Let’s do the dos, then we’ll do the don’ts.

  • DO: Find out your company’s AI policy before you do anything. Maybe you can only use approved tools, maybe you can only put certain information into generative AI, maybe gen AI is completely off the table in your org. Find out.
  • DO: Use it to synthesize data from multiple sources. Pop in all the disparate info and feedback you’ve gathered on your employee’s performance and ask the AI to pull out trends and summarize the main themes. This can be helpful for conceptualizing what you want the review itself to ultimately contain. Important: Make sure you read carefully and actually agree with the highlights the AI pulled out. It could have hallucinated, so you definitely need to check it.
  • DO: Spend the time to get your prompts right. Tell the AI to pretend it’s your ideal version of a manager. Tell it what knowledge and skills it has (seriously). Tell it to base its recommendations only on very specific input you provide. Tell it what performance review examples, frameworks, and models you’d like it to align with. (It’s probably not worth telling it to avoid bias—it likely won’t, and you’ll get weird results.) Note: If you’re using a purpose-built tool, you probably won’t have to “engineer” your prompts like this because it will all be programmed in.
  • DO: Use it to edit. Draft up a rough iteration of the performance review or input an outline of the points and phrases you want to include, and ask AI to help. Ask it to shorten or expand certain parts. Ask it for different ways to phrase things that are stumping you. Ask it to correct your spelling and grammar. Depending on the tool you’re using, you could also ask it for feedback on how clear, actionable, relevant, and unbiased it is—and get suggestions for improving it accordingly.

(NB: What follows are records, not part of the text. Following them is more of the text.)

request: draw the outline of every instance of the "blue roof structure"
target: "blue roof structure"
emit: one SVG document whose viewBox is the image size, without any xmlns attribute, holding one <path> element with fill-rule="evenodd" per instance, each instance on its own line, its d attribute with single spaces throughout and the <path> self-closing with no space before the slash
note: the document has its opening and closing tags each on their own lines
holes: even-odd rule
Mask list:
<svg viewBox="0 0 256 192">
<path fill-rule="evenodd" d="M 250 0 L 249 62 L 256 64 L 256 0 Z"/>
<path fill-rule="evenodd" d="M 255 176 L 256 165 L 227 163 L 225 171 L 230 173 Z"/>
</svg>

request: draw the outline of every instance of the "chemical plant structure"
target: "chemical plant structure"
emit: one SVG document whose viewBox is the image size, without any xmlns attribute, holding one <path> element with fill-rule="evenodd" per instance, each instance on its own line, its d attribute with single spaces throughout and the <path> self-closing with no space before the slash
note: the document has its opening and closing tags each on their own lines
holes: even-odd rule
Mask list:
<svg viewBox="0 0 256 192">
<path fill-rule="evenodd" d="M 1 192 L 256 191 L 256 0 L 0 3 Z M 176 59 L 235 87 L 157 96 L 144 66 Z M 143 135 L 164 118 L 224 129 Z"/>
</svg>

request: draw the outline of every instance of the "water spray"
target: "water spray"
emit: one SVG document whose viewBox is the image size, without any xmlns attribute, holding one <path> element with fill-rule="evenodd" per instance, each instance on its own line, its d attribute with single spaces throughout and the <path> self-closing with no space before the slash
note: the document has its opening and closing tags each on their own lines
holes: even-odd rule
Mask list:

Surprise, surprise: You can only 100% trust these kind of recommendations from a purpose-built tool.
  • DON’T: Put sensitive or confidential information in. Unless you’re using a company-approved tool that has been vetted for data privacy and security, and you have confirmation that you can include employee and organizational details, you need to keep it general and anonymous. When in doubt, leave it out.

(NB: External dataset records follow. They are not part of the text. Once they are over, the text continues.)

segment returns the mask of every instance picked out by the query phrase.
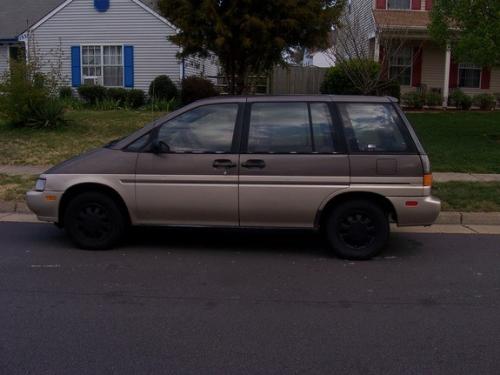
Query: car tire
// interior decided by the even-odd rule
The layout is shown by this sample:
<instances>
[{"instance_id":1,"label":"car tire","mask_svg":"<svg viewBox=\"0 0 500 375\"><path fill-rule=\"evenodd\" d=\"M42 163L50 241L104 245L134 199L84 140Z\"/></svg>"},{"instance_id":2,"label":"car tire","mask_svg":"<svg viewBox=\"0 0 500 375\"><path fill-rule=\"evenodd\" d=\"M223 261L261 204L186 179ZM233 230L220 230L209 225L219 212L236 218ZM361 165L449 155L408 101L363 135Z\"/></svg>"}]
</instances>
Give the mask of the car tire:
<instances>
[{"instance_id":1,"label":"car tire","mask_svg":"<svg viewBox=\"0 0 500 375\"><path fill-rule=\"evenodd\" d=\"M108 250L124 236L127 221L114 199L106 194L88 192L69 202L64 227L77 247Z\"/></svg>"},{"instance_id":2,"label":"car tire","mask_svg":"<svg viewBox=\"0 0 500 375\"><path fill-rule=\"evenodd\" d=\"M374 202L343 202L333 207L325 229L335 255L352 260L371 259L387 244L389 217Z\"/></svg>"}]
</instances>

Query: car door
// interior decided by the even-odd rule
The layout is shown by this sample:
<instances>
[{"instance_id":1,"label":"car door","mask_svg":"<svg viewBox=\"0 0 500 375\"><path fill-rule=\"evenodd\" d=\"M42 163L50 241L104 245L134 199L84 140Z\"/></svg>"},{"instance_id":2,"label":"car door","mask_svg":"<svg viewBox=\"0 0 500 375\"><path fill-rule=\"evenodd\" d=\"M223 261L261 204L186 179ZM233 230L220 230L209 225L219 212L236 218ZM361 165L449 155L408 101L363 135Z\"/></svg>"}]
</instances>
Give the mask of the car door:
<instances>
[{"instance_id":1,"label":"car door","mask_svg":"<svg viewBox=\"0 0 500 375\"><path fill-rule=\"evenodd\" d=\"M239 103L200 105L162 124L166 153L140 153L136 168L141 223L238 225Z\"/></svg>"},{"instance_id":2,"label":"car door","mask_svg":"<svg viewBox=\"0 0 500 375\"><path fill-rule=\"evenodd\" d=\"M312 227L349 185L349 160L328 102L247 104L240 156L242 226Z\"/></svg>"}]
</instances>

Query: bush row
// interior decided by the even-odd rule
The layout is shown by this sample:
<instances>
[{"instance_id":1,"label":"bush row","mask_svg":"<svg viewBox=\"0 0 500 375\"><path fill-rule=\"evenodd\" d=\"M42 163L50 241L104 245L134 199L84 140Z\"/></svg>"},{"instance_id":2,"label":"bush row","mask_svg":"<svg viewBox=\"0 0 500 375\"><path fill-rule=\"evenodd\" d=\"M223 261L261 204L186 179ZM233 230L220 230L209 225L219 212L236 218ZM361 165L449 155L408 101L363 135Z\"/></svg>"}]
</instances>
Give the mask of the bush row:
<instances>
[{"instance_id":1,"label":"bush row","mask_svg":"<svg viewBox=\"0 0 500 375\"><path fill-rule=\"evenodd\" d=\"M422 109L425 105L429 107L441 106L443 97L437 92L411 91L401 96L401 102L405 106L413 109ZM483 111L495 109L497 98L492 94L477 94L469 96L462 90L453 90L448 97L448 105L464 111L469 110L472 105L479 107Z\"/></svg>"},{"instance_id":2,"label":"bush row","mask_svg":"<svg viewBox=\"0 0 500 375\"><path fill-rule=\"evenodd\" d=\"M149 86L151 104L158 110L171 110L179 102L189 104L199 99L218 95L214 84L203 77L191 76L182 80L181 90L177 89L167 76L156 77ZM140 108L146 104L146 96L142 90L119 87L106 88L100 85L83 85L78 88L79 97L88 105L97 109ZM70 87L62 87L59 97L71 104L74 102Z\"/></svg>"},{"instance_id":3,"label":"bush row","mask_svg":"<svg viewBox=\"0 0 500 375\"><path fill-rule=\"evenodd\" d=\"M322 94L401 96L400 84L384 78L379 63L353 59L329 68L320 87Z\"/></svg>"}]
</instances>

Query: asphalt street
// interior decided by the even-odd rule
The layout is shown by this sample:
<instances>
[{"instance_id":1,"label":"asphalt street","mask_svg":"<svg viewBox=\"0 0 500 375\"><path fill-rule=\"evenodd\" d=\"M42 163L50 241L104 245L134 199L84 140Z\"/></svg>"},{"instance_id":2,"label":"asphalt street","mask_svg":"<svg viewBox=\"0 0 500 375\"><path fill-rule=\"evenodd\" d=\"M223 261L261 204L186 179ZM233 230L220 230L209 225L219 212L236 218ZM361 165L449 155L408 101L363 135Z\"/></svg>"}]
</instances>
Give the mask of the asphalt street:
<instances>
[{"instance_id":1,"label":"asphalt street","mask_svg":"<svg viewBox=\"0 0 500 375\"><path fill-rule=\"evenodd\" d=\"M0 223L0 374L499 374L500 236L135 230L108 252Z\"/></svg>"}]
</instances>

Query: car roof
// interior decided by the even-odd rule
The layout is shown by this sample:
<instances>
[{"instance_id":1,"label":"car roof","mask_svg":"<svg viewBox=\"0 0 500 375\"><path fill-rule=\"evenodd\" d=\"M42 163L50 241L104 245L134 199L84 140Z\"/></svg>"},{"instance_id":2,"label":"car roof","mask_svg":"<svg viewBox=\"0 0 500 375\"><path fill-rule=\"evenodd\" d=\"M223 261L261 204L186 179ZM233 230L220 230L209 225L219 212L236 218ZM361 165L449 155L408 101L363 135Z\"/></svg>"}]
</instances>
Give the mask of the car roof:
<instances>
[{"instance_id":1,"label":"car roof","mask_svg":"<svg viewBox=\"0 0 500 375\"><path fill-rule=\"evenodd\" d=\"M329 101L342 103L391 103L397 99L390 96L368 96L368 95L254 95L254 96L215 96L196 101L197 106L208 103L235 103L235 102L300 102L300 101Z\"/></svg>"}]
</instances>

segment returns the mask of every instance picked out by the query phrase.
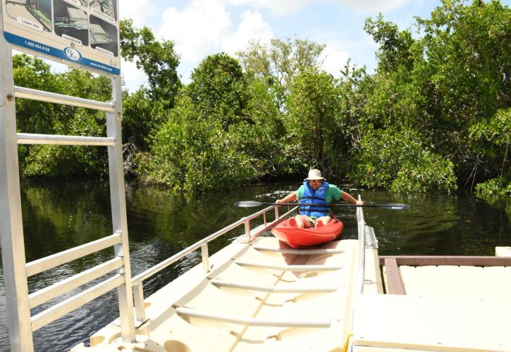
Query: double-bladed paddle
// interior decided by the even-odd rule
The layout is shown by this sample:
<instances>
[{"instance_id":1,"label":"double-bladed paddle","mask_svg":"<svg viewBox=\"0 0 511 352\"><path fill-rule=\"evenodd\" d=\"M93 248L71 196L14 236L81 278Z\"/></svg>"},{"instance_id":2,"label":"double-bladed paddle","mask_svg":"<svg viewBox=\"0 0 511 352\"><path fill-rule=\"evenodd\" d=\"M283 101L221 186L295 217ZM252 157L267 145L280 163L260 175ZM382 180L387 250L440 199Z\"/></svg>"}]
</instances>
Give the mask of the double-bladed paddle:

  • DON’T: Fail to fact check. Can’t emphasize this enough. The tricky thing with LLMs is that they sound smart and correct. It’s easy to find yourself nodding along and then later be like, wait what? It can beautifully and confidently write garbage. Check every single word.
  • DON’T: Leave it generic. Hate to tell you but you probably already know: People can spot generative AI writing from outer space now. It’s going to feel very weird to your employee—who knows you, and knows your voice—to get a generic performance review “from” you. Worse, it’s going to undermine trust and give them the impression you’re not fully invested in their success. You need to edit. You should also be aligning the review to your org’s leadership principles and company values, which is tough to get an AI to do in a meaningful way.
  • DON’T: Leave in bias. Whether they’re your words or the robot’s, they are quite likely to contain bias. It’s nearly impossible to write a bias-free review without performance review software showing you where you’re being unfair, harmful, or perpetuating stereotypes. But even if you don’t have access to such software, you can still take a pass through the review to look for any comments that are based on personality traits (instead of strictly work), any hedging phrases that make your review unclear, any feedback the person can’t actually act on, and any unnecessarily gendered terms. (Another plug for taking Textio’s free equitable feedback course to build the muscle of spotting these things. You can also check out these equity-focused performance review templates.)

Using generative AI to write performance reviews can make your feedback more effective and save you a lot of time and stress. It’s knowing how to use it, and which tools to use, that gets you those promised AI results that people shout about on LinkedIn. And now you know!